Monday, June 27, 2016

Resource Queues 2.0 -- The Next Version of Resource Management in Greenplum

Hi All,

This post covers my work around the next version of Resource Queues in Greenplum. Resource Queues are resource management for queries within Greenplum. This basically means that any query (except superuser queries) need to be run within limits of a given Resource Queue. This ensures that resource utilization is limited and can be monitored and modified. This also allows per role based resource usage prioritization.

Resource Queues allow the defining of three resource limitations. Number of queries that can be run by a role at a given point of time, the maximum amount of memory that can be consumed by all the queries running concurrently under a user at a given point of time, and the maximum cost that can be allowed for a plan selected in per role basis. So you can effectively limit the three parameters per role and that can be modified as you go ahead.

The first implementation of Resource Queues had some major issues around deadlocks. I will explain the problem further down.

Resource Queues use database locks inside Greenplum. What that implies is that the locks taken by Resource Queues is the same as being done by database shared objects, such as tables. Now, Greenplum acquires relation locks at various points in the query lifestage. For eg, in query execution. Resource Queue limits are evaluated after the planner stage, so that Resource Queue planning cost limits can be evaluated. If the resource limits are being exceeded by the current query, the current query will be made to sleep until another query releases the resources being used and then the current sleeping query will be woken up and the resource requirements will be checked.
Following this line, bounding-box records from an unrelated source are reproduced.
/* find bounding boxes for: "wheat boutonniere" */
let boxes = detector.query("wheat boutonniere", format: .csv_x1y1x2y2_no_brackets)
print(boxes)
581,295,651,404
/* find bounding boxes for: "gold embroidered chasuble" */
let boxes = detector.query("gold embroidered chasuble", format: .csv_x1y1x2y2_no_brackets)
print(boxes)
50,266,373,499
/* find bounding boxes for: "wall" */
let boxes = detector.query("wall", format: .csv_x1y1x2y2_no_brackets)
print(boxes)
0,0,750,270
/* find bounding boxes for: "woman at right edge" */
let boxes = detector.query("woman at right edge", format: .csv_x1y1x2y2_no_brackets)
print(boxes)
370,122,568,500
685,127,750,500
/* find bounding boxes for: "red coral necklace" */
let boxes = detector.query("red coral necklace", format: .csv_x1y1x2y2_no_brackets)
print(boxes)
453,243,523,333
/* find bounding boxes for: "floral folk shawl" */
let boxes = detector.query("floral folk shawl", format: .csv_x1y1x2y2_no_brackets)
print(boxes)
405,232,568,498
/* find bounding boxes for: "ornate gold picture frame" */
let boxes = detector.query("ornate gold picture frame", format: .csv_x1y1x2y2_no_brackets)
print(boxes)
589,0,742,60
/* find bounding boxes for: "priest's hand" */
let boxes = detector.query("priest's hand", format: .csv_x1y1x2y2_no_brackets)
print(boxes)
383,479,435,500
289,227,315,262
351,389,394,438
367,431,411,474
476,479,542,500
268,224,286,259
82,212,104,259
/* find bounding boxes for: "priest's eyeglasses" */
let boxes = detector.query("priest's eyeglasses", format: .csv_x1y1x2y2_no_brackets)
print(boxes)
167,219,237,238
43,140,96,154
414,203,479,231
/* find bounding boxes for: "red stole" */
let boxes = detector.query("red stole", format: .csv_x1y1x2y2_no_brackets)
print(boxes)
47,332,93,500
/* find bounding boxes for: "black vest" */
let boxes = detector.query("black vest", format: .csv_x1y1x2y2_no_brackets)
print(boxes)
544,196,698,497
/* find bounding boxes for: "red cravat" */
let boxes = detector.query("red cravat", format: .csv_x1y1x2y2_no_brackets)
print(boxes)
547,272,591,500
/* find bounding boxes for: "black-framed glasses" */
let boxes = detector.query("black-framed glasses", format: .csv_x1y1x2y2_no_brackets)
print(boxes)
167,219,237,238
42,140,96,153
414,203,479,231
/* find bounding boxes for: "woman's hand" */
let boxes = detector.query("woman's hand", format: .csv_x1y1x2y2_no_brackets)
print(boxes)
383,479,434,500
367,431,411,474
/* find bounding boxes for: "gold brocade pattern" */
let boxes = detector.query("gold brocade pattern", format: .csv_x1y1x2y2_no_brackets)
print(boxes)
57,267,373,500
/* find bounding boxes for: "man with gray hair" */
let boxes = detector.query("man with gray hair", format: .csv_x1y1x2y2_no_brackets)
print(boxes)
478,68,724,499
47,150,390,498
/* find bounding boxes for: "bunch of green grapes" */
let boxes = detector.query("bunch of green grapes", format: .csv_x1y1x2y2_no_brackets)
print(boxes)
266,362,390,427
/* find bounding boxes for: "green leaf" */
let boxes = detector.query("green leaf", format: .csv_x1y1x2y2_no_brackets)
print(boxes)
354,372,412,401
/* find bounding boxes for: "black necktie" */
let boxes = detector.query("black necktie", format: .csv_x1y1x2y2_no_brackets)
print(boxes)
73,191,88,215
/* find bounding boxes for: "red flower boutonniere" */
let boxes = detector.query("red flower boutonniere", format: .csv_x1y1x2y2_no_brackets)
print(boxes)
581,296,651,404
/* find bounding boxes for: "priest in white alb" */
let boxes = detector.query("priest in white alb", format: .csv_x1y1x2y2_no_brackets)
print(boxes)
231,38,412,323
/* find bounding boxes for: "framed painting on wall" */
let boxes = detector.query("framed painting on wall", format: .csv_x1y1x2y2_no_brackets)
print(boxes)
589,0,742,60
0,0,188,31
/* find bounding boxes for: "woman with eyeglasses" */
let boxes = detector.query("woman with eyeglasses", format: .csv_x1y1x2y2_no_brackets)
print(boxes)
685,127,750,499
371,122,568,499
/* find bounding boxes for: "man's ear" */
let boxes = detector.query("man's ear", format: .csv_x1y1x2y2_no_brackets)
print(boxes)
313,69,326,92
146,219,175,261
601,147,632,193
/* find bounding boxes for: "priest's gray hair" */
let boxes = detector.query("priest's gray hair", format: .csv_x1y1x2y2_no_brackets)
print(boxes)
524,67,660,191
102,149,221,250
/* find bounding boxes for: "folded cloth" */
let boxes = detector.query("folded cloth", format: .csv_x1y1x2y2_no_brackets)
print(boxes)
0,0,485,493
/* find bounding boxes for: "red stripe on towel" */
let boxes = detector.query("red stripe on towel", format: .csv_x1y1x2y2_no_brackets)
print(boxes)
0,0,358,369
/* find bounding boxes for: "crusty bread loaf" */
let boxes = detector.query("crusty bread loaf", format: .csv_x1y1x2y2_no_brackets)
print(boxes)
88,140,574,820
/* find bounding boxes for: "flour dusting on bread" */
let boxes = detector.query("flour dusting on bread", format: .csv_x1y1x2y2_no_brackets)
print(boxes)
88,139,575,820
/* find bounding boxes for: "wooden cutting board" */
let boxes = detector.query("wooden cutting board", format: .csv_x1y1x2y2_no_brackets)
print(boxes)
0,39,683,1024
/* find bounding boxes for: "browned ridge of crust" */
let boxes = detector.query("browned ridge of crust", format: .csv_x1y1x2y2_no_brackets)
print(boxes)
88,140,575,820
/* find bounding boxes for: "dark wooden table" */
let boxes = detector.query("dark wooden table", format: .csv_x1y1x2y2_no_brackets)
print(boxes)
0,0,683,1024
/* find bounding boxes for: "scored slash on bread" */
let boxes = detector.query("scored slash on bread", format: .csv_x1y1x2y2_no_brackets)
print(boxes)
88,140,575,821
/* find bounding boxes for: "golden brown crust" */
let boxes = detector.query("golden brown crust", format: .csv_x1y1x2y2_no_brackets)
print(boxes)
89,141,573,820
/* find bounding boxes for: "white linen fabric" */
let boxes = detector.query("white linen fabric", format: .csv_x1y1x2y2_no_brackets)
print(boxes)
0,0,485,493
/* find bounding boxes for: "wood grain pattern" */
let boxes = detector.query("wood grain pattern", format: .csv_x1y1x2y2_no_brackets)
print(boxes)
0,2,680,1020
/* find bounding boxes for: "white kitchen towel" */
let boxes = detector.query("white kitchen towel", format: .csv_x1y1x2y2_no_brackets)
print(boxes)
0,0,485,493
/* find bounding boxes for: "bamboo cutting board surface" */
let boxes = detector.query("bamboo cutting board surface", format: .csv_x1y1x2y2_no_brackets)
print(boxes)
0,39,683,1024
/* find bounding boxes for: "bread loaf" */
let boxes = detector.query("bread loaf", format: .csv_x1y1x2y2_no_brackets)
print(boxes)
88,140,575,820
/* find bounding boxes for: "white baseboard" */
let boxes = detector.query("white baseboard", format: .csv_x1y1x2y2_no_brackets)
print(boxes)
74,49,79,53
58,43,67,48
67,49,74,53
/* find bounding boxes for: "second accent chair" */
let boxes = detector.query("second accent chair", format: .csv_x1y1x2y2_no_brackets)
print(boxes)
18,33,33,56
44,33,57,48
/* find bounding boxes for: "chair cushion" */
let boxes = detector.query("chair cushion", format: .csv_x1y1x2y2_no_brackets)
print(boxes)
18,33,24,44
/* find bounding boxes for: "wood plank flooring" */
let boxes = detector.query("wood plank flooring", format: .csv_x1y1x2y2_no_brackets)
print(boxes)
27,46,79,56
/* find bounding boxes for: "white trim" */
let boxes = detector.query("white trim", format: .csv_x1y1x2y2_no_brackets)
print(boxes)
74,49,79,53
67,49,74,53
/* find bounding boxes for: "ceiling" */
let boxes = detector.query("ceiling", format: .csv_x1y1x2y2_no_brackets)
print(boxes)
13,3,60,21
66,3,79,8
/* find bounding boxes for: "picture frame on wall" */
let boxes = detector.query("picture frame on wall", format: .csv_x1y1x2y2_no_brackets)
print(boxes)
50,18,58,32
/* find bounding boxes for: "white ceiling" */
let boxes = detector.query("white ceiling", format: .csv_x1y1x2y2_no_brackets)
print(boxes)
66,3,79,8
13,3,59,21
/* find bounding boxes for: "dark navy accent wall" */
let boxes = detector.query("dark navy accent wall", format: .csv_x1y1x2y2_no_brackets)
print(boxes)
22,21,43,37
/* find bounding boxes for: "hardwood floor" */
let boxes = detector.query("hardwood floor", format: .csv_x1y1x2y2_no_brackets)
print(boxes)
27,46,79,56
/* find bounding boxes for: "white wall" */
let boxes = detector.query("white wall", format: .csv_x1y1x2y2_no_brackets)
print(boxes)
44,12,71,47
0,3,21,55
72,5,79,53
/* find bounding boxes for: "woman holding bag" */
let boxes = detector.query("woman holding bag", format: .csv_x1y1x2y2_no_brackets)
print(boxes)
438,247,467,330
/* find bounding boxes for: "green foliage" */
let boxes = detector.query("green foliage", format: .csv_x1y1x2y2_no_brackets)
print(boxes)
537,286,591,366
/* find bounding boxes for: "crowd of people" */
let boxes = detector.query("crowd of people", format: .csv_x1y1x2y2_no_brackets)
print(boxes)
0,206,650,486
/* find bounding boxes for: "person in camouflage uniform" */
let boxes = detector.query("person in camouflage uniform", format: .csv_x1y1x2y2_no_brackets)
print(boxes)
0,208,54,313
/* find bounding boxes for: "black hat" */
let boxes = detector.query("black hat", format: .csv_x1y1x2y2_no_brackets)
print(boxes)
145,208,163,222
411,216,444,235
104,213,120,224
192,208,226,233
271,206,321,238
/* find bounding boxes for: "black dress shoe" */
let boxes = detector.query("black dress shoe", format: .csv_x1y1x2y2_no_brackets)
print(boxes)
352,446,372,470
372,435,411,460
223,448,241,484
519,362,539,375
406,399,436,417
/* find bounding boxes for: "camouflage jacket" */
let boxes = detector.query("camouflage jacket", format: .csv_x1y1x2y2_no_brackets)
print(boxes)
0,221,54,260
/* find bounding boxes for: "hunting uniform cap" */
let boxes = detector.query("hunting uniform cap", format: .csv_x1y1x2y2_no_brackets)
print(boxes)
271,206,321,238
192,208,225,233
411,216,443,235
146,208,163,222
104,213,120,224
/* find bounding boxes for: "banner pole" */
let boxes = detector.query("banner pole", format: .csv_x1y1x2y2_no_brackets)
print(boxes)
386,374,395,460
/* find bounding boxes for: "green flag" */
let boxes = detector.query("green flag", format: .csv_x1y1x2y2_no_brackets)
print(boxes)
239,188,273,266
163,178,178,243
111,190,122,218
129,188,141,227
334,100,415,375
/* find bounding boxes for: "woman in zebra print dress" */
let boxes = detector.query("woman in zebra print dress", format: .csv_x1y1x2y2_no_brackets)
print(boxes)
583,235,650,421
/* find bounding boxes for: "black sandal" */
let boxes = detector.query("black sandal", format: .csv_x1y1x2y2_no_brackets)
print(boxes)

Now, there are some cases where this steps on each other's toes. For example, consider the following case:

Query 1 starts
Query 2 starts

Query 1 is made to sleep due to excessive resource usage
Query 2 gets the Resource Queue slot lock

Query 1 is waiting for the Resource Queue lock.
Query 2 is waiting for a relation lock held be Query 1.

This leads to a deadlock.

This was a long standing problem.

The solution implemented in my new approach is as below:

Get the Resource Queue Slot lock prior to any other potential lock. This can be at the time of query admission control. This has the problem that the cost based checking cannot be done since that is a post planner stage task. For this case, the solution entails holding the lock till that stage but using a waiter queue to manage the resource queue slot locks. This basically means that if cost based checking exceeds the limit for a specific query, the query releases all the locks it holds and enters a waiter queue. Now, any other query waiting for the lock shall be ahead of the current query in the waiter queue, so will get the lock first. In the above case, Query 2 will hold Resource Queue Slot lock and relation lock so it can proceed.

Query 2 will then release its locks and Query 1 will get both Resource Queue lock and the relation lock so it can proceed.

This removes the non deterministic locking that happens around Resource Queue Slot locks and shared database object locks. The core reason is that relation locks are acquired sometimes during the parser stage as well because we do not want underlying relation to change as we proceed. This leads to a circular deadlock issue.

The pull request for the implementation is: https://github.com/greenplum-db/gpdb/pull/739

This serves as a good PoC to demonstrate resource management without deadlocks. Ideally, Resource Queues should not be using the same shared database object locks since they are essentially not the same but that is a different problem space.